Milanese salvo per pochi voti. Chi i 7 "franchi tiratori"?

312 no e 306 si. Ma in aula solo 299 dell’opposizione

Milanese salvo per pochi voti. Chi i 7 'franchi tiratori'?
22/09/2011, 16:09

ROMA – A salvare Marco Milanese è stata una manciata di voti. L’aula di Montecitorio, infatti, ha detto “no” all’arresto dell’ex collaboratore del ministro Tremonti con soli tre voti in più rispetto a quelli che servivano. I contrari all’arresto sono stati 312, quando la maggioranza richiesta era di 309, mentre i favorevoli alle manette per Milanese sono stati 305, anche se in realtà sono 306, perché il voto del vicesegretario del Pd, Enrico Letta, non è stato registrato per un errore tecnico. A fare la differenza tra Marco Milanese (salvato) e Alfonso Papa (mandato in carcere) sono stati 19 deputati: quelli che il 20 luglio scorso hanno votato per mandare in carcere Alfonso Papa e che oggi, invece, si sono schierati per salvare Marco Milanese.

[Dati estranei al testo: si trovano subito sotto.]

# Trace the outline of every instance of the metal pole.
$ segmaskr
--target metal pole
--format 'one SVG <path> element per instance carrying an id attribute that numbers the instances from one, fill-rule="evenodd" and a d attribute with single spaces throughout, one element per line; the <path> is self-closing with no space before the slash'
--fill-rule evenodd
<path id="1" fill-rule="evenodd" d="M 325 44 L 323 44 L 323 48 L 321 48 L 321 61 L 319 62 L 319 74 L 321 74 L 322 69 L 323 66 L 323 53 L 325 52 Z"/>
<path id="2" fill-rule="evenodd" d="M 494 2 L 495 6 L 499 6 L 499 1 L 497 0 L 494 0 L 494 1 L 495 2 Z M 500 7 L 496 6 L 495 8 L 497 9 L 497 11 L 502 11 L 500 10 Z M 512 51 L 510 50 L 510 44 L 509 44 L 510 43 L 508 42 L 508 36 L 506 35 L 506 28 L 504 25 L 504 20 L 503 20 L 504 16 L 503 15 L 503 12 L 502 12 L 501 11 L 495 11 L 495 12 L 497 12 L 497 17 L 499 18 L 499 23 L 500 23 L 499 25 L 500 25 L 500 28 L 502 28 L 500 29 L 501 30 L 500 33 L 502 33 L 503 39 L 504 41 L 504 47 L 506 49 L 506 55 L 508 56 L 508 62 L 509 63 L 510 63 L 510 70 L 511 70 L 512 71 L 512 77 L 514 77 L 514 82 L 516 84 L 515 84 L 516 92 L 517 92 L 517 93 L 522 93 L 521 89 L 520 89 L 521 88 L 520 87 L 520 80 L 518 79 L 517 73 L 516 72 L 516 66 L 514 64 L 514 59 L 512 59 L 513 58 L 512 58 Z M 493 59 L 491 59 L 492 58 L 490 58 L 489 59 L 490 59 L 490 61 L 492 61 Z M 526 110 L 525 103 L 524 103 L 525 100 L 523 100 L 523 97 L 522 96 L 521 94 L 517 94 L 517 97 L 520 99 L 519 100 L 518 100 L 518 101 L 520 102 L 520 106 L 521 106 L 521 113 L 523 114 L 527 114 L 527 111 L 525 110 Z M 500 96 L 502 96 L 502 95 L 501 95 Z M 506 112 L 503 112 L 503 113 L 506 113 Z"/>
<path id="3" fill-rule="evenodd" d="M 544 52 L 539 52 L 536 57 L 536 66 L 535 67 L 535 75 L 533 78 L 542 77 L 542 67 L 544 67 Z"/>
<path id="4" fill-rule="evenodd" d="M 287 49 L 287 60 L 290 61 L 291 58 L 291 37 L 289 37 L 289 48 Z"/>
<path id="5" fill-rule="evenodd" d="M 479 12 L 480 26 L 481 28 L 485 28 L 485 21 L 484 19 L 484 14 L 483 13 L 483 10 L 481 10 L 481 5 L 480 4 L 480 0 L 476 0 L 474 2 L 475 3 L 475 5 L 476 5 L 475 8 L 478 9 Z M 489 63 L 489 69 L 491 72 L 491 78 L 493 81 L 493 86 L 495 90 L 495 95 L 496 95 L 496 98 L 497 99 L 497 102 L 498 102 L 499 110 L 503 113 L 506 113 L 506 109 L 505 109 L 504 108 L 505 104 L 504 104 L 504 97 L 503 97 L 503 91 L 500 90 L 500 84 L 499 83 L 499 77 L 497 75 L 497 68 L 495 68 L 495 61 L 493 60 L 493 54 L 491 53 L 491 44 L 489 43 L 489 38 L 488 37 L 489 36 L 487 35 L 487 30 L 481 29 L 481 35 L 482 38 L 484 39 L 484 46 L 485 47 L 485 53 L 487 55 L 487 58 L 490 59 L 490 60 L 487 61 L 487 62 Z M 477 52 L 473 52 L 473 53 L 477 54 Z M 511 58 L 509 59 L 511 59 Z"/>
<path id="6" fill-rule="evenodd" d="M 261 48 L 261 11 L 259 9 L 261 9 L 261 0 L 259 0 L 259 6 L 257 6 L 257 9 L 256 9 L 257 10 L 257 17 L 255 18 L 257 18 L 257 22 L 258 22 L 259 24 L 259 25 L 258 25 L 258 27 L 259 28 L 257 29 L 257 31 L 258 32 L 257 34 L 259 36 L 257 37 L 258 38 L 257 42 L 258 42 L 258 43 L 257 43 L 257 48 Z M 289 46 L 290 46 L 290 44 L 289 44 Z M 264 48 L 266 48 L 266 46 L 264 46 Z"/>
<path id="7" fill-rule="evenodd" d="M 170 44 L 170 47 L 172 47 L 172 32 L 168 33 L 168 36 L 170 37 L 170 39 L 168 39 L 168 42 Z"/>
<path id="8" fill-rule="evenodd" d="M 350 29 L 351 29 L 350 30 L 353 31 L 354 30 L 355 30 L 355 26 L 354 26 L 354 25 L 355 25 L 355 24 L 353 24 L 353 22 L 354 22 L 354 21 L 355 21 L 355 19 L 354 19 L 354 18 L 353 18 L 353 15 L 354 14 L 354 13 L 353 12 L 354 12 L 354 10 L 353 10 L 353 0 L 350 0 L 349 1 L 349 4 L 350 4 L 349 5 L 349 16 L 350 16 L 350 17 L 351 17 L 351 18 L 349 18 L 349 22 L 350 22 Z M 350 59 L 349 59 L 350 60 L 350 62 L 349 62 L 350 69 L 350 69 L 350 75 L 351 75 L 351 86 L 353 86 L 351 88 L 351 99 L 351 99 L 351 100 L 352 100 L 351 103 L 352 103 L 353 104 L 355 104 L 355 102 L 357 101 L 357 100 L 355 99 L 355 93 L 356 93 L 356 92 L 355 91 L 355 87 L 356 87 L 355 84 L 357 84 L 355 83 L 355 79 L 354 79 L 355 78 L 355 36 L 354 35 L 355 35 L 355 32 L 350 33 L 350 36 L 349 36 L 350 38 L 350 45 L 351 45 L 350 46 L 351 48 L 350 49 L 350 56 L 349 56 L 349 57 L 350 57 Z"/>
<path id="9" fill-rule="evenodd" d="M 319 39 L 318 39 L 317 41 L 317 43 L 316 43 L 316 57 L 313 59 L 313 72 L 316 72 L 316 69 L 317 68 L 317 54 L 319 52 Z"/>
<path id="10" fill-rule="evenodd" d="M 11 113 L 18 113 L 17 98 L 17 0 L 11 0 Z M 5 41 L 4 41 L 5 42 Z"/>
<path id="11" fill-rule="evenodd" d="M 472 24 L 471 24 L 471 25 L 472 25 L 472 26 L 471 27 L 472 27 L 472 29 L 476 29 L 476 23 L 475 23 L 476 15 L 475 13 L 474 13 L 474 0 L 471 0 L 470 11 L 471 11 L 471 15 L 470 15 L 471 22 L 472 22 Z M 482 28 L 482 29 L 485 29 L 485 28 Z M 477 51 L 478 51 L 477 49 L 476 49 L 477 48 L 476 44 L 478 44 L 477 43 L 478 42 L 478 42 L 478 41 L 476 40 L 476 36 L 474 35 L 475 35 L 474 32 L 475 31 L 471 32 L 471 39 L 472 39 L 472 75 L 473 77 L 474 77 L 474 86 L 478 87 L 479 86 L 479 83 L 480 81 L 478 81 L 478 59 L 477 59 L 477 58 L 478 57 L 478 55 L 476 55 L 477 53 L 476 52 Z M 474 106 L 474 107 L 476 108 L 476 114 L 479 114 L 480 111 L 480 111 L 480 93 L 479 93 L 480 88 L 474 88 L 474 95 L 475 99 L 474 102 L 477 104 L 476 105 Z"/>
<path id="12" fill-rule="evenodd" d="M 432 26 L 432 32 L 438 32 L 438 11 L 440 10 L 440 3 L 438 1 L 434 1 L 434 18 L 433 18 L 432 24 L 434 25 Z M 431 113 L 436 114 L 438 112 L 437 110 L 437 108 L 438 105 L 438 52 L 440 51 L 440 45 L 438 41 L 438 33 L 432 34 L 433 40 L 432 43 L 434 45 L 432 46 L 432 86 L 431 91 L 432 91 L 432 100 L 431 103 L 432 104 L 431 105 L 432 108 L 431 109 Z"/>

Nonostante la maggioranza possa tirare un sospiro di sollievo, ci sono dei conti che però non tornano. Sarebbero 7, infatti, secondo i tabulati delle votazioni i “franchi tiratori”, coloro che hanno votato con le opposizioni a favore dell’arresto. Tale dato emerge analizzando le presenze in aula: l’opposizione schierava 299 deputati, mentre i “sì” all’arresto sono stati 306. Ora se la matematica non è un’opinione, vuol dire che tra i banchi della maggioranza sono stati in 7 a schierarsi con l’opposizione.
Ma è l’ipotesi dei 7 dissidenti che non piace alla stessa maggioranza, che per il momento intende intascare solo la vittoria. Il leader della Lega, Umberto Bossi, da parte sua commenta il verdetto: “Questo voto è andato. L’avevo detto che la Lega non avrebbe fatto cadere il governo. Siamo alleati leali”, ha concluso, dichiarando che di sicuro i 7 dissidenti non sono tra le fila della Lega. Dura, invece, la reazione dell’opposizione, che vede in questo voto una mancanza di credibilità della Camera e del Parlamento italiano. Enrico Letta attacca: “La Lega alla fine ha preferito la sopravvivenza, ma non è con la sopravvivenza che si risolvono il problema e la situazione del Paese oggi”. Dello stesso parere anche l’Italia dei Valori, per la quale “è ormai evidente a tutti che il vincolo che unisce la Lega a Berlusconi non è un vincolo di lealtà ma un vincolo di complicità”: lo afferma il capogruppo Idv alla Camera Massimo Donadi. “Questo sodalizio basato sulle poltrone, sul potere, sull’autoconservazione di una classe dirigente leghista sempre più autoreferenziale è un vero e proprio ceffone ai milioni di elettori che hanno creduto nel rigore morale della Lega. Oggi possiamo dire con serenità che non solo la Lega non combatte più ‘Roma ladrona’, ma che la Lega stessa è ‘Roma ladrona’ nella sua accezione più bassa e immorale”. Dura anche la reazione di Fli: “E' palese che Marco Milanese sia stato salvato dalla Lega che ora deve spiegare ai propri elettori in che modo intende difendere la legalità e combattere i privilegi della casta romana. Se Milanese fosse stato un cittadino comune, adesso sarebbe in galera e, certamente, i fatti a lui contestati non sono stati compiuti nell’ambito della sua attività parlamentare”.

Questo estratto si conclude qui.